Como Bolsonaro usou sua mulher para tentar se vingar da classe artística no Congresso. Por Leandro Fortes

Atualizado em 23 de novembro de 2022 às 18:53
Michelle Bolsonaro discursando durante comício em Juiz de Fora
Foto: Ricardo Moraes

 

No apagar das luzes de um governo, curiosamente, marcado pelas trevas, a primeira-dama Michelle Bolsonaro iniciou um ataque à classe artística brasileira, à sorrelfa, para aprovar o Projeto de Lei 3968, de 1997, que suspende o pagamento de direito autorais para órgãos públicos e entidades filantrópicas. O PL, de autoria do ex-deputado federal Serafim Venzon, então no PDT de Santa Catarina, servia ao lobby descarado do setor hoteleiro brasileiro, mas era considerado tão esdrúxulo que dormitou nas gavetas da Câmara dos Deputados por 23 anos, até ser resgatado por dois vírus: a Covid-19 e o bolsonarismo.

Assim, em 2020, em meio à pandemia do novo coronavírus, o PL do calote de direitos autorais caiu nas graças da alcovitagem neoliberal comandada por Paulo Guedes e um pedido de urgência operado pelo deputado Newton Cardoso Júnior (MDB-MG)  colocou o assunto em pauta com outros penduricalhos para agradar um público mais amplo. Assim, o que antes havia sido bolado para isentar os hotéis e motéis de cobrar direitos autorais de músicas executadas nos quartos, ganhou o mundo. O texto foi estendido para suspender o pagamento de direito autorais para órgãos públicos e entidades filantrópicas, aí incluídas igrejas neopentecostais vinculadas à extrema-direita bolsonarista, empenhadas em garantir a livre execução de obras de audiovisual nos cultos e, ao mesmo tempo, dar calote na milionária indústria de música gospel. Ou seja, crente comendo crente.

Na época, uma carta pública assinada por mais de 30 entidades – sociedades de gestão coletiva, associações de classe, grupos representantes da música e da cultura e entidades internacionais – foi enviada para os deputados. O texto trazia críticas severas ao PL, mas o requerimento de urgência foi aprovado por 350 a favor, 19 contra e 3 abstenções. Dessa forma, o texto passou a ter prioridade na pauta do plenário. Acabou não sendo votado, mas permaneceu, até agora, como uma espada de Dâmocles sobre a cabeça da classe artística.

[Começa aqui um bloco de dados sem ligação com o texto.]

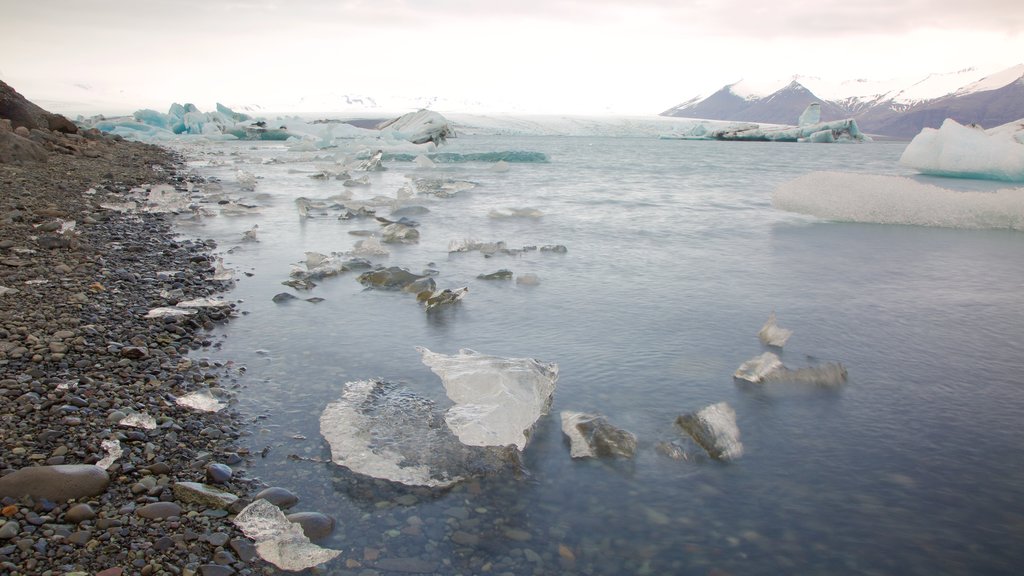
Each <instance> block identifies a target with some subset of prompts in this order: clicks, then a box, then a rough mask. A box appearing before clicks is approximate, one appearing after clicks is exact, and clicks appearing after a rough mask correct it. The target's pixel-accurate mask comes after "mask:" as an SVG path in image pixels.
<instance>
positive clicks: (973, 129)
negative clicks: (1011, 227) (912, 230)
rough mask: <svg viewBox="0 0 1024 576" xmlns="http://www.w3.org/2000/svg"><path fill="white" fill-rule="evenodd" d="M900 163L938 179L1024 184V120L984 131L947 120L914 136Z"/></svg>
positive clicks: (956, 122)
mask: <svg viewBox="0 0 1024 576" xmlns="http://www.w3.org/2000/svg"><path fill="white" fill-rule="evenodd" d="M899 161H900V164H903V165H904V166H909V167H911V168H914V169H916V170H919V171H921V172H922V173H925V174H932V175H936V176H951V177H957V178H983V179H989V180H1007V181H1011V182H1024V119H1021V120H1018V121H1016V122H1011V123H1009V124H1004V125H1001V126H996V127H995V128H991V129H989V130H985V129H983V128H981V127H979V126H973V125H972V126H964V125H962V124H958V123H957V122H956V121H955V120H952V119H951V118H947V119H946V120H945V121H944V122H943V123H942V126H941V127H939V128H938V129H935V128H925V129H924V130H922V131H921V133H920V134H918V135H916V136H914V138H913V139H912V140H911V141H910V143H909V145H907V147H906V150H904V151H903V155H902V156H901V157H900V160H899Z"/></svg>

Dois anos depois, na terça-feira, 22 de novembro, as entidades que monitoram as pautas sobre direitos autorais no Congresso Nacional, notadamente, a União Brasileira de Compositores (UBC), foram notificadas que, embora acoitado no Palácio da Alvorada, Bolsonaro ordenou ao líder do governo na Câmara, o deputado Ricardo Barros (PP-PR), reiniciar a tramitação da PL do Calote, de modo a votá-la em um momento de distração da oposição. Era a vingança de um presidente derrotado que nunca perdoou a movimentação antifascista dos artistas, sobretudo no segundo turno das eleições, quando até parte da ala conservadora da categoria se uniu aos progressistas para dar a vitória eleitoral a Luiz Inácio Lula da Silva, do PT.

Para engendrar essa vingança mesquinha, nos estertores de um mandato fortemente dedicado a destruir a cultura nacional, Bolsonaro escalou também a mulher, Michelle, a fanática que fala línguas e fez exorcismo na cozinha do Alvorada, para garantir o apoio dos pastores evangélicos. Oficialmente, no entanto, a primeira-dama estaria empenhada pessoalmente pela aprovação do PL para garantir a isenção do pagamento de direitos autorais para entidades filantrópicas, a pedido de uma associação que atende a pessoas com deficiência visual, e com a qual ela, aparentemente, colabora.

Na prática, com a aprovação do projeto, milhares de prefeituras estariam autorizadas a dar calote em dívidas já existentes de direitos autorais e, na prática, iniciar um processo de extinção de produção cultural para festas populares como o carnaval, em todo o País.

De imediato, iniciou-se uma contraofensiva que envolveu desde a produtora musical Paula Lavigne, mulher de Caetano Veloso, ao vice-presidente eleito Geraldo Alckmin. Mas, por enquanto, sem sucesso. Caso a votação não ocorra ainda hoje, dia 23, Bolsonaro espera levar o texto ao plenário, na semana que vem. O casal tem pressa: o projeto, depois de 25 anos, corre risco real de ser finalmente arquivado caso se não seja votado até o próximo dia 31 de dezembro.